Я хотела ответить кое-что резкое и колкое, но заметила движение в стороне шатров. Ничего особенного, словно кто-то откинул полог и выглянул на секунду – наверное, услышав мой голос. Скорее всего, показалось, но рисковать не стоит.
Лучше вернуться: так будет безопаснее, да и мало ли кто водится в этих землях. Раз уж тут есть зверьки, роющие норы, то наверняка могут быть и змеи. Не стоит сбрасывать со счетов и… чудовищ.
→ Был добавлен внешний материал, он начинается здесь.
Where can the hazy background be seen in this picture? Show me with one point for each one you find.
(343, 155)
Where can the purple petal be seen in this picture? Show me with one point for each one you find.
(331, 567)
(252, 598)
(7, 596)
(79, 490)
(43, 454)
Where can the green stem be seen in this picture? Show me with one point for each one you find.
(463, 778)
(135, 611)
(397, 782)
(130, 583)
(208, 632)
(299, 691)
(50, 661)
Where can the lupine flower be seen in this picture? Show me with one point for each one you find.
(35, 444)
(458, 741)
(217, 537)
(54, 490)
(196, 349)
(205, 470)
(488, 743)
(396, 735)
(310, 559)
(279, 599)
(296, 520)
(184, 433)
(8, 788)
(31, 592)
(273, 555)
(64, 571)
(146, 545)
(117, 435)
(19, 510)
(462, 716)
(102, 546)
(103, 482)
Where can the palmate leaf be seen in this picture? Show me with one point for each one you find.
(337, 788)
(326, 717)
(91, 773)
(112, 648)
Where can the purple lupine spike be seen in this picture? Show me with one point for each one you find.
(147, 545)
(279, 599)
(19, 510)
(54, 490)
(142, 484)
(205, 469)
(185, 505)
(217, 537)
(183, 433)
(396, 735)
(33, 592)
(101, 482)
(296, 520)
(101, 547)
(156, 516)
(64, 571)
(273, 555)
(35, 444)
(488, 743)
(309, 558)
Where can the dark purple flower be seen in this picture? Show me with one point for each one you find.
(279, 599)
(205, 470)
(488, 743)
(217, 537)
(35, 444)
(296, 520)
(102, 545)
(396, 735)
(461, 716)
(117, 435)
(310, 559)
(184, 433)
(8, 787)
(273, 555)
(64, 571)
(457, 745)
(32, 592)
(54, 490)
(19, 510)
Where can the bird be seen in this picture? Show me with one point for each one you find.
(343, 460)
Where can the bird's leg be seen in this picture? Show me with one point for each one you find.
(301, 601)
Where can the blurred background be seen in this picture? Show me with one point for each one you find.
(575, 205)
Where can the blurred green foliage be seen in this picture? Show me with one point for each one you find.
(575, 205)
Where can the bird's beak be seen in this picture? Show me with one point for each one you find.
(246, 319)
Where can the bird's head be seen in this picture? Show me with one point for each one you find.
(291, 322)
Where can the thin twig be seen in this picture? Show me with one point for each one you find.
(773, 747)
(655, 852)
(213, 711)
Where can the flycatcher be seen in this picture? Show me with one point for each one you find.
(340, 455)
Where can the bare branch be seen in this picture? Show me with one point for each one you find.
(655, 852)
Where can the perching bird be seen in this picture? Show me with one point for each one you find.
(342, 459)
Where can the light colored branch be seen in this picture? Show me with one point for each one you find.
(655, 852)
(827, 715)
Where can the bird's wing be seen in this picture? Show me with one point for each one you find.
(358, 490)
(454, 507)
Но я отчего-то не решилась попроситься обратно в шатер. В руках Диего – в этих случайных объятиях – было уютно. Настолько, что мысли стали невесомыми. Холодный воздух щекотал горло при дыхании и отчего-то казался пряным. Я запрокинула голову, прислонившись затылком к плечу Диего, вдохнула полной грудью.
Небо завораживало – бездонностью, беззвездной чернотой. Манило: возьми кисти и краски, нарисуй какие хочешь созвездия.
– Иногда моя мать исчезала, и домашние сбивались с ног, пытаясь ее отыскать. Все углы обходили – впустую. А стоило ей вернуться, нападали с расспросами; мама отмалчивалась, переводила стрелки… Она умела хранить секреты, – вдруг сказал Диего. Я постаралась сосредоточиться. – Однажды в день моего рождения – на шесть лет, кажется, – она показала мне свое тайное место. Небольшое углубление на крыше дома, осталось на месте старого дымохода. Когда маме бывало плохо, она забиралась туда и долго смотрела на небо. Я к ней присоединился, это стало и моим тайным местом. Однажды я всю ночь провел на той крыше. Помню, звезд было так много. А еще помню вопли искавших меня слуг.
Я подумала, что мама Диего, наверное, была очень красивой. Затем перед глазами встала склонившаяся к воде ива. Ветки-косички.
– У меня тоже было тайное место.
…А еще подвалы и пустые комнаты старой части замка, где гулял ветер и наверняка водились призраки.
– И не одно.
И закрытая на ключ комната брата.
– Только меня никто не искал.
Звучало жалко, но что поделать. Так уж получилось в моей жизни.
Мы долго сидели – молча, неподвижно. В какой-то момент я закрыла глаза и вдруг провалилась в то лето.
То лето пахло крыжовником и розами. Мне было совсем мало лет.
Тускло светился ночник, я лежала в мягкой постели и смотрела на маму. Светлые волосы забраны в высокий пучок, на лоб упала непослушная прядь. Ресницы длинные-длинные, от них на щеки ложились лучистые тени.